The harassing conduct of which Plaintiff complains is not sufficiently severe. Plaintiff has shown only one incident when Defendant Perkins used what could be seen as a racial slur against her. That was when Defendant Perkins, herself an African-American, congratulated Plaintiff on her sales numbers by stating, "[W]ay to go, Negro." (Docket No. 34, Ex. A at 77.) A review of the conduct Plaintiff complains about reveals that Defendant Perkins' remarks, even if belittling and offensive, were often intended to raise Plaintiff's level of performance rather than to present obstacles to her better performance. Examples of this are Defendant Perkins' suggestions for Plaintiff to arrive early and stay late for meetings, to dress professionally, and to fully expound on her thoughts when writing reports.

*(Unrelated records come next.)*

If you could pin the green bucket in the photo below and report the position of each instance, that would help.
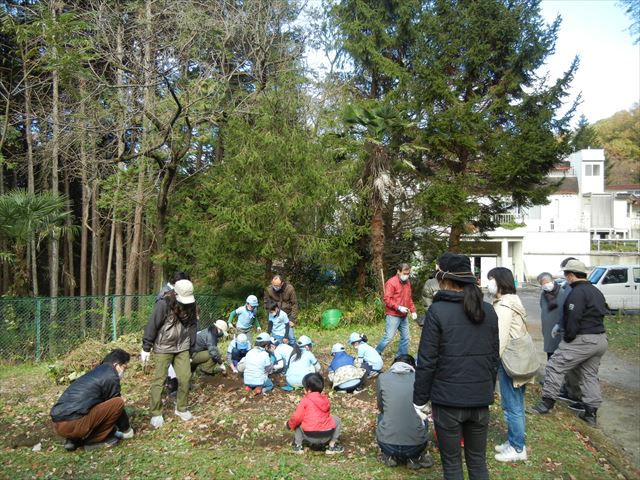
(330, 318)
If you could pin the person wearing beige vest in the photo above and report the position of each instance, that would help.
(511, 325)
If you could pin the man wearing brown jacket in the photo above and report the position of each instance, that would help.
(284, 295)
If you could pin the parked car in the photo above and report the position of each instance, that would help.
(620, 285)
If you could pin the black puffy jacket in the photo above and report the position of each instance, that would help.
(97, 386)
(457, 359)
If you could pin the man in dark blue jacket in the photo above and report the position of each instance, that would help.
(583, 345)
(90, 411)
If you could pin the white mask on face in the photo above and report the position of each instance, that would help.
(548, 287)
(492, 287)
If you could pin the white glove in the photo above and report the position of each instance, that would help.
(144, 357)
(422, 411)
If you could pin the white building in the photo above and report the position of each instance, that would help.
(580, 220)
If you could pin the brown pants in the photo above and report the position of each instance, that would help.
(96, 425)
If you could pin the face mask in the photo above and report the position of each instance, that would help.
(548, 287)
(492, 287)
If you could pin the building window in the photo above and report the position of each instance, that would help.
(592, 170)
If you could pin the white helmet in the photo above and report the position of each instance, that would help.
(222, 326)
(355, 337)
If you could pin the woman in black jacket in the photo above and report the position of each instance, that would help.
(457, 366)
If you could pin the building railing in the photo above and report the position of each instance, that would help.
(613, 245)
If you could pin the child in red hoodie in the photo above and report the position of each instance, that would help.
(312, 421)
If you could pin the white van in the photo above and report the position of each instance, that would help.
(620, 285)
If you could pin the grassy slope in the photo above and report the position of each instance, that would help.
(235, 436)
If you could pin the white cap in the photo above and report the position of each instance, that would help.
(222, 326)
(184, 292)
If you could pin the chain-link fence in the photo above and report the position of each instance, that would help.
(38, 328)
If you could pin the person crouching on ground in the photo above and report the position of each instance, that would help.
(301, 362)
(257, 366)
(312, 421)
(206, 354)
(171, 333)
(237, 350)
(90, 411)
(401, 434)
(368, 357)
(344, 375)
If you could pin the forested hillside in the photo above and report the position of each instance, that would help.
(143, 136)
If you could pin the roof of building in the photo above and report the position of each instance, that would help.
(567, 185)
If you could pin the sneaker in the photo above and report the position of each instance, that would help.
(184, 416)
(124, 435)
(576, 406)
(510, 454)
(70, 445)
(337, 448)
(589, 415)
(423, 461)
(157, 421)
(502, 447)
(388, 460)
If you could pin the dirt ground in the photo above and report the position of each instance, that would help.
(619, 415)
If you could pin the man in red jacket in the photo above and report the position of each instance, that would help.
(312, 421)
(398, 304)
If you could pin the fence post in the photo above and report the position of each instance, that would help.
(38, 328)
(113, 318)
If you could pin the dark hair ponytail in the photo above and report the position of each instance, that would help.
(297, 352)
(473, 303)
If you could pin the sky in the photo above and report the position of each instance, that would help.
(609, 73)
(597, 31)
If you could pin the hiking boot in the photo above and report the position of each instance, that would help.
(423, 461)
(337, 448)
(124, 435)
(157, 421)
(110, 441)
(576, 407)
(565, 397)
(184, 416)
(388, 460)
(502, 447)
(544, 407)
(589, 415)
(510, 454)
(70, 445)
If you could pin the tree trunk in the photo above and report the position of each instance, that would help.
(54, 261)
(133, 258)
(70, 278)
(454, 238)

The record does not show any physically threatening conduct. Although Plaintiff may well have been embarrassed by some of Defendant Perkins' comments, the evidence fails to show public humiliation because the comments were generally made to Plaintiff in private (such as when the veterinarian left the office during the "ask" incident), or made by private communications (email or phone call), or made when Plaintiff was with only one colleague (Tiffany McGee) and the comments were directed to both subordinates. The evidence of Defendant Perkins' treatment of Plaintiff's black colleagues does not change this analysis. (See Docket No. 35, Ex. B, Affidavit of Ashley Miller, and Ex. C, Affidavit of Derek Holland.)
Based on the entirety of the circumstances surrounding Plaintiff's work conditions, the Court determines as a matter of law, taking her averments as true, that Plaintiff Houston was not subjected to a racially hostile work environment.
Conclusion
For the foregoing reasons, IT IS RECOMMENDED that Defendants' amended motion for summary judgment (Docket No. 33) be granted in full, and that this action be dismissed with prejudice.